Los hechos reales ocurrieron a mediados del siglo XVIII en un pueblo de Santander, España, y cuyos sucesos se vienen narrando desde hace muchos años atrás y ya se han convertido en parte del folklore de la región.


Este niño llamado Francisco de la Vega Casar y que nació en Liérganes en 1747, se mostraba muy hábil a la hora de nada y pescar, aún cuando nadie lo había adiestrado en aquellas actividades. A los quince años se marcha a Bilbao para aprender carpintería, lo que lo obliga a quedarse por dos años en esos lugares para completar sus estudios.


Una tarde de 1764, Francisco junto a dos amigos deciden irse a dar un baño en el mar, para lo cual, todos se despojan de sus ropas y se zambullen en el agua a disfrutar y a jugar en ella, salvo Francisco quien comenzó a nadar hasta perderse en el horizonte.


No lo volvieron a ver, lo cual hizo suponer que se había ahogado, por lo que decidieron comunicar este hecho a su madre, quien quedó desconsolada ante el funesto hecho.


Luego de unos cinco años, en Cádiz, unos pescadores que realizaban sus labores diarias en el mar, lograron divisar a un ser que salía y se sumergía en el agua, como si fuera un pez, pero que a todas luces dejaba ver su anatomía humana.


Luego de acercarse a él, lo pudieron capturar y lo llevaron al Convento de San Francisco de esa ciudad, en donde todos trataron de comunicarse con el individuo que nunca respondía a ninguna de las preguntas ni emitía palabra alguna.

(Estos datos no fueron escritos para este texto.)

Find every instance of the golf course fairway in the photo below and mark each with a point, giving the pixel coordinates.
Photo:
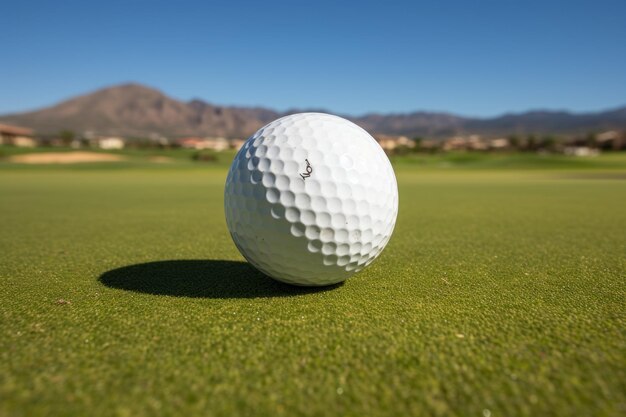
(501, 293)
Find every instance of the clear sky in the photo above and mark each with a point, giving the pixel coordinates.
(471, 57)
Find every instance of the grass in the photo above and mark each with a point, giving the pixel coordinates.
(501, 293)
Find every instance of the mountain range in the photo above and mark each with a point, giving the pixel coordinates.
(134, 110)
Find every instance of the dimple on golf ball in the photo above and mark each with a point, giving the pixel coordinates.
(311, 199)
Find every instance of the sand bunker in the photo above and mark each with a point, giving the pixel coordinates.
(65, 158)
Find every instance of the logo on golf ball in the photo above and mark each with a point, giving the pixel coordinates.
(308, 170)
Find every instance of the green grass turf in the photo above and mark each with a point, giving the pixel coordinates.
(501, 293)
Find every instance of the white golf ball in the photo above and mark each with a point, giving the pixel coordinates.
(311, 199)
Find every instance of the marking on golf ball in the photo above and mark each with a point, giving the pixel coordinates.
(308, 170)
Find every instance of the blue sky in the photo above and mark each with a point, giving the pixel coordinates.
(472, 57)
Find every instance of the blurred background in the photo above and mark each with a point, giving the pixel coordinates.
(425, 78)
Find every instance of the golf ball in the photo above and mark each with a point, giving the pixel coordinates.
(311, 199)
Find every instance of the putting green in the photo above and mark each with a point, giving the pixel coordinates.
(501, 293)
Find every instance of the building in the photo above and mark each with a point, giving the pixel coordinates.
(499, 144)
(16, 136)
(111, 143)
(216, 144)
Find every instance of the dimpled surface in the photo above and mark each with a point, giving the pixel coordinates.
(311, 199)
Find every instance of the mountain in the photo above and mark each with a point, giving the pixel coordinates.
(136, 110)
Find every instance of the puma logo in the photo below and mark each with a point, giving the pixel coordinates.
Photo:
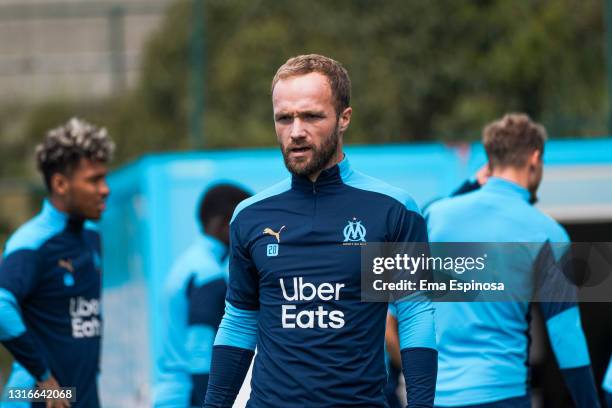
(66, 264)
(269, 231)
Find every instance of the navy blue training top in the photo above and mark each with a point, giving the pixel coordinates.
(50, 312)
(295, 275)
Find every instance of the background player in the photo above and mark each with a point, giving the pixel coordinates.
(484, 346)
(193, 302)
(50, 317)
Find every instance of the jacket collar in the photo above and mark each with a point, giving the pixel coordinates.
(329, 178)
(505, 187)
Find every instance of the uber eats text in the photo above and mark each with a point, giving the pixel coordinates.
(296, 290)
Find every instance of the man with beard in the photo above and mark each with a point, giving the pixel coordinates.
(484, 346)
(294, 289)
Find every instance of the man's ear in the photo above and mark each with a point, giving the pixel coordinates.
(59, 184)
(534, 158)
(344, 119)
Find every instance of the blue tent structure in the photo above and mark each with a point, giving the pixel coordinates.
(151, 219)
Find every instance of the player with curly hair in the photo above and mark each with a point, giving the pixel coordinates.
(50, 317)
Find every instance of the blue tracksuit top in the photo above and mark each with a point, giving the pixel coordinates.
(192, 305)
(483, 347)
(50, 314)
(295, 273)
(607, 384)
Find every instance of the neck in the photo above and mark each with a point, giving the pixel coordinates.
(336, 158)
(58, 204)
(518, 176)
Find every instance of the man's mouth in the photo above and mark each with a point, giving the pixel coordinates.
(299, 151)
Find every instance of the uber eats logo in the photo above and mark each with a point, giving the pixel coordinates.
(296, 290)
(85, 317)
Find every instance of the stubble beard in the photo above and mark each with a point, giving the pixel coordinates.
(321, 156)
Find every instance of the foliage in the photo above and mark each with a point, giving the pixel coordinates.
(435, 70)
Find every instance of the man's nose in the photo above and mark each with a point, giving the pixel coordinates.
(297, 129)
(104, 189)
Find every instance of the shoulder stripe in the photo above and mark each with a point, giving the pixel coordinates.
(32, 235)
(363, 182)
(276, 189)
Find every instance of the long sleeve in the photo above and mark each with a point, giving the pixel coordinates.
(235, 342)
(206, 305)
(416, 326)
(18, 273)
(563, 324)
(570, 348)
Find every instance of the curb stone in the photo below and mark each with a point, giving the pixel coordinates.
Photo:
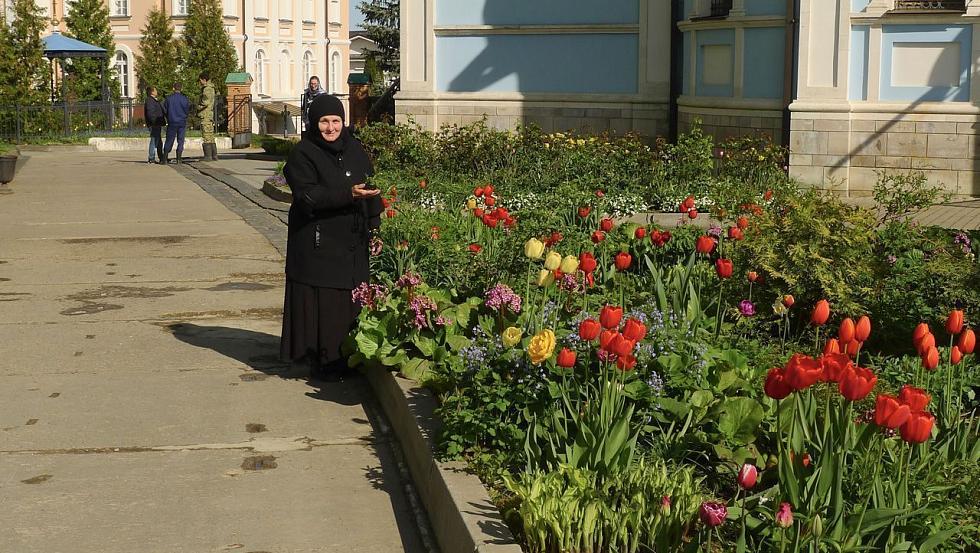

Hasta que un día, de pronto, pronunció la palabra Liérganes, a donde fue llevado y entregado a su madre y hermanos que lo recibieron rebosantes de alegría. Sin embargo, Francisco ni se inmutó.


Vivió durante nueve años junto a su madre y sus síntomas eran los de una persona con trastorno mental, además que solamente se alimentaba de pan y vino, hasta el día en que se arrojó nuevamente al mar y nunca nadie más supo de él.